Seems like there ought to be a way to make an upgrade 'image', and then deploy it out to each box. Thoughts?

D


----------



## ale (Mar 2, 2009)

As an easy beginning you could start using -p flags with portupgrade (after mkdir /usr/ports/packages).
Doing so, on the first machine on which you will upgrade the installed ports, you'll find packages ready to be installed on the others (in the previously created directory). You can move the built packages with an external usb device or share the directory with nfs so that it can be reached by the other machines etc...

If you are running GENERIC, you can consider using freebsd-update
http://www.freebsd.org/doc/en_US.ISO8859-1/books/handbook/updating-upgrading-freebsdupdate.html


----------



## SirDice (Mar 3, 2009)

Export /usr/src and /usr/obj. Build kernel(s) and world. mount the exported /usr/src/ and /usr/obj and do the install/mergemaster on the other servers.


----------



## dordal (Mar 3, 2009)

Thanks guys. Both excellent ideas.

So no tools that help manage deployments of OS updates to lots of boxes? How go Google et. al. do it? Custom tools I guess?


----------



## ph0enix (Mar 8, 2009)

You could probably set up passwordless SSH logins between the boxes and automate the process.


----------



## Mel_Flynn (Mar 8, 2009)

Upgrade 1, rsync the rest and leave config files out of the rsync. The reboots are unavoidable, mergemaster must be taken care of.

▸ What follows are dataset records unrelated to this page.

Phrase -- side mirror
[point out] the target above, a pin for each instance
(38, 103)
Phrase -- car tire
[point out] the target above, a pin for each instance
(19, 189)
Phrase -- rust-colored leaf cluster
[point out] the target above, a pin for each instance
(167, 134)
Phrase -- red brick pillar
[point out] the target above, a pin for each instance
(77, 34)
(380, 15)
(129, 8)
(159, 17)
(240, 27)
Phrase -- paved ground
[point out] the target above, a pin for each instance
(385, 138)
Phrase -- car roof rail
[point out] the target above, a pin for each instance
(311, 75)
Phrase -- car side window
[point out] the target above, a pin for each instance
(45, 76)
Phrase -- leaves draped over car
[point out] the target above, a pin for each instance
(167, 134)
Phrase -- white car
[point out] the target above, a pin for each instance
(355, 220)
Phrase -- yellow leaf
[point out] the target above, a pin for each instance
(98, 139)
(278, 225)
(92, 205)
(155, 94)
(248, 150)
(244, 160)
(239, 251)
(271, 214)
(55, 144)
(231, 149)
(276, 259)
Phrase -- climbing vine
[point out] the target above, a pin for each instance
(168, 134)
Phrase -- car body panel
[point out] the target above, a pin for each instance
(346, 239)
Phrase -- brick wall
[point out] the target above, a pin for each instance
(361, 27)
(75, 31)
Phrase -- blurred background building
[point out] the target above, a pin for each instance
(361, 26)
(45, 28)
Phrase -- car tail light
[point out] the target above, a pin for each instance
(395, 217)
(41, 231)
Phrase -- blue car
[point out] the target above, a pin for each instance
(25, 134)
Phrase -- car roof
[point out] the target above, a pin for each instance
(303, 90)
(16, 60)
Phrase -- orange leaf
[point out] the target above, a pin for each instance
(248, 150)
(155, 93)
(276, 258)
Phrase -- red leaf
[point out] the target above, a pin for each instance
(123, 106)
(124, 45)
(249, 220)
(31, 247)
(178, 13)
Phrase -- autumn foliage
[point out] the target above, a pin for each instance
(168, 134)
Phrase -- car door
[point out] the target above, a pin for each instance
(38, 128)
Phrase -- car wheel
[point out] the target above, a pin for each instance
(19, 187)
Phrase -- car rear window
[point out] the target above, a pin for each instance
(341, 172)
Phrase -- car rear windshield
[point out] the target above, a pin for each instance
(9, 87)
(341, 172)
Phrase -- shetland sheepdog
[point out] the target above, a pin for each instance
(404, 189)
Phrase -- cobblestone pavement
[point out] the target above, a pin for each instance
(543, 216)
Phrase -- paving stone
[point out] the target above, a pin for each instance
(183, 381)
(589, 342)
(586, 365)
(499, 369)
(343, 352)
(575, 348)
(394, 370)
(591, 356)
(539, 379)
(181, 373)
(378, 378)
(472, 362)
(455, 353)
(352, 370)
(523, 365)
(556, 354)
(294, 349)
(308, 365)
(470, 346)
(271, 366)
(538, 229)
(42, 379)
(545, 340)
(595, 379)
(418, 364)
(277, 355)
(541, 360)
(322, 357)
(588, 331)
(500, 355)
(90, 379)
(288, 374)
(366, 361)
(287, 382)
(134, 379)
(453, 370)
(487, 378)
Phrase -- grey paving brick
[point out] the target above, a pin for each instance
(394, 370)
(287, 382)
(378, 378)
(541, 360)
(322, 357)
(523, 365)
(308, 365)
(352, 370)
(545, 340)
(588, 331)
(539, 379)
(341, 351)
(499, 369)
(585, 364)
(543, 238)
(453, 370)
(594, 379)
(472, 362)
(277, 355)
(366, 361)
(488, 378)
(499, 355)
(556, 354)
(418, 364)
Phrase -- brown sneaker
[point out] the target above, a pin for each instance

Your testserver can be the buildserver for both world and ports. If you don't have one, think about getting one. Minor and major version upgrades can introduce unforseen problems.


----------



## dordal (Mar 17, 2009)

Mel_Flynn said:
			
		

> Your testserver can be the buildserver for both world and ports. If you don't have one, think about getting one. Minor and major version upgrades can introduce unforseen problems.



Not only do I have one, but I have three.  Well, one dev server and two testing servers (one for each model of server we have).

Thx to everybody for the help. I ended up doing the portupgrade with the -p option this time; it saved a LOT of time. For the next round, I think I'll look into some of the other suggestions, like rsyncing system files or copying /usr/obj and /usr/src. 

thx guys


----------